Ever increasing amounts of data are being generated, at a faster pace and in more formats than ever before. The growing power to analyse vast and complex datasets can offer great insight into complicated issues, improving the quality of decision-making, delivery of public services, scientific research and many other areas.

Business and government are united in their belief in the potential of ‘Big Data’ to drive economic growth, scientific innovation and service efficiency. The views of the public, on the other hand, are much more varied, complex and nuanced.

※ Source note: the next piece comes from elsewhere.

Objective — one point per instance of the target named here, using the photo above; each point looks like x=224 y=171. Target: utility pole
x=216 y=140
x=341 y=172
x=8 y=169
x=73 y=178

This review focuses on the public’s views on the collection, sharing and use of personal data by governments and companies. Though Big Data does not necessarily involve the collection or use of personal data, where Big Data is in tension with personal data privacy, ownership and control is where it is likely to cause most concern for the public.

This review finds that:

  1. Data about who you are (i.e. personal information) is generally considered by the public to be more personal than data about what you do (i.e. behavioural data), though this distinction is likely to become increasingly spurious. Awareness of data collection and use by government and companies is quite high, but the level of understanding of what this means in practice is much lower. This suggests that individuals need to be engaged on the issue as citizens (deliberating on the conditions and safeguards), as well as consumers (agreeing or disagreeing to terms of service).
  2. When asked, the public are ostensibly opposed to any form of data use and collection by government and companies, but in practice the public consider there to be no alternative to sharing personal information with government and companies in the modern world and expect it to increase in future.
  3. Personal benefit is the strongest incentive for being in favour of the collection and use of personal data by government and companies, but the public report currently seeing little benefit from sharing their data and little confidence that they will see benefits in future. The public also identifies public goods (e.g. health research, prevention and detection of crime, and unearthing of dishonesty or fraudulent behaviour) as potential benefits of personal data use.
  4. The public is particularly concerned about losing control of their personal data, with fear that they will become a victim of fraud or identity theft, and that their data will be shared with others without their knowledge or agreement.
  5. Offering a specific personal or public benefit can significantly increase the general public’s acceptance of the collection, sharing and use of their data by government and companies, but even when a specific benefit is offered, the public remain concerned about the collection, sharing and use of particular types of personal data (e.g. bank account, savings and pension details).
  6. There is no consistent “public view” on what constitutes personal data, the benefits of sharing personal information and behavioural data, and comfort levels with different uses of data. The public can be segmented into a number of groups sitting along a continuum between pro- and anti-sharing.
  7. The public thinks that personal data should only be used by government and companies for their personal benefit. People are keen to have more control over the use of their personal data and want stronger safeguards towards its use, and there is strong support from the public for more information on how government and companies collect, share and use data.
  8. It would be beneficial to gather more evidence around how public views change over time, the effect of media attention, what public views are on specific data technologies and what factors affect how the public makes trade-offs.

The combination of high complexity, low public understanding and high public interest, mark the issue of personal data use out as one that requires much greater public deliberation.